Carolina officially renamed the new arena the Dean E. Smith Center at a black-tie gala the night before the Duke game. The next afternoon, TV announcers Marty Brenneman and Billy Cunningham, both UNC graduates, sat courtside in tuxedos. The crowd settled in, having heard the jokes about bringing their own hard hats in case the concrete didn't hold. It did, of course, and the Tar Heels and Blue Devils played an NCAA Tournament-atmosphere game.
Facing the pressure of losing the opener in their new palace, and to of all opponents, the Heels protected their undefeated record and No. 1 ranking with a 95-92 win that wasn't as close as the score because Duke finished the game with a 7-0 run. Warren Martin had UNC's first basket in the Dean Dome and Steve Hale and Brad Daugherty combined for 51 points. Participants from both teams and attending fans have claimed it has never again been as loud. Tougher times for Carolina's new gem followed, both fiscally and perceptually. When upgrades and improvements were needed, the lifetime seat licenses owned by the relatively few donors who stepped up kept UNC from refinancing the building. Concerts and other events went to newer arenas with better parking and beer sales, killing those revenue streams, and then the state pulled back its annual allocation for maintenance.

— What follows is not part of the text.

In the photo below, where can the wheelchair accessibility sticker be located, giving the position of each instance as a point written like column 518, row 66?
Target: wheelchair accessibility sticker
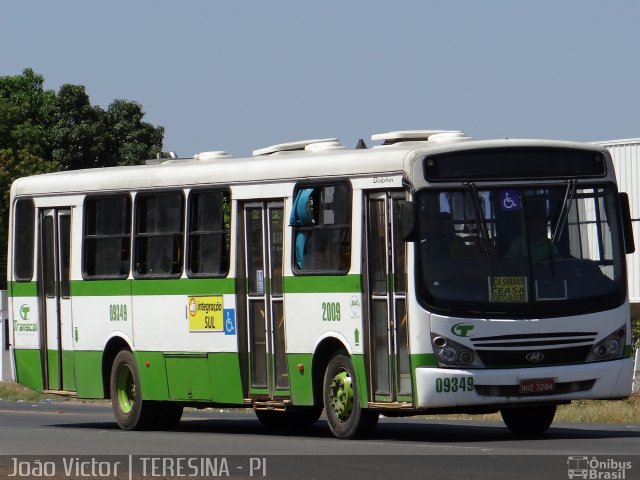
column 229, row 321
column 510, row 201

And, as the regular seasons settled in, the atmosphere was deemed different than Carmichael. Noise rose toward the Teflon roof instead of bouncing off the concrete wall behind the old student section. The kids, themselves, were less of a factor, many of whom sat in seats mostly up and away from the court. Traffic and parking produced late-arriving and early departing crowds. Some opponents found it a little easier to win there than in the old three-sided gym.
On its 20th birthday, however, the Smith Center is fighting off obsolescence very well, thank you. Matt Doherty and Roy Williams reenergized the crowds over the past five years, the students are closer to the action and new video screens and LED boards are bringing the Dean Dome into the 21st Century. Parking remains a problem, but most fans have discovered that shuttle busses are the best way to and from games.
While some schools have built better, if not bigger, buildings, and others have refurbished and redefined their older gyms, the Smith Center remains a monument to the man whose name it carries and to all of the great teams that created the interest. Because of its size, tickets are easier to find from game to game, allowing even more fans to see their Tar Heels.
To everyone who has had that chance, it has become their new Blue Heaven.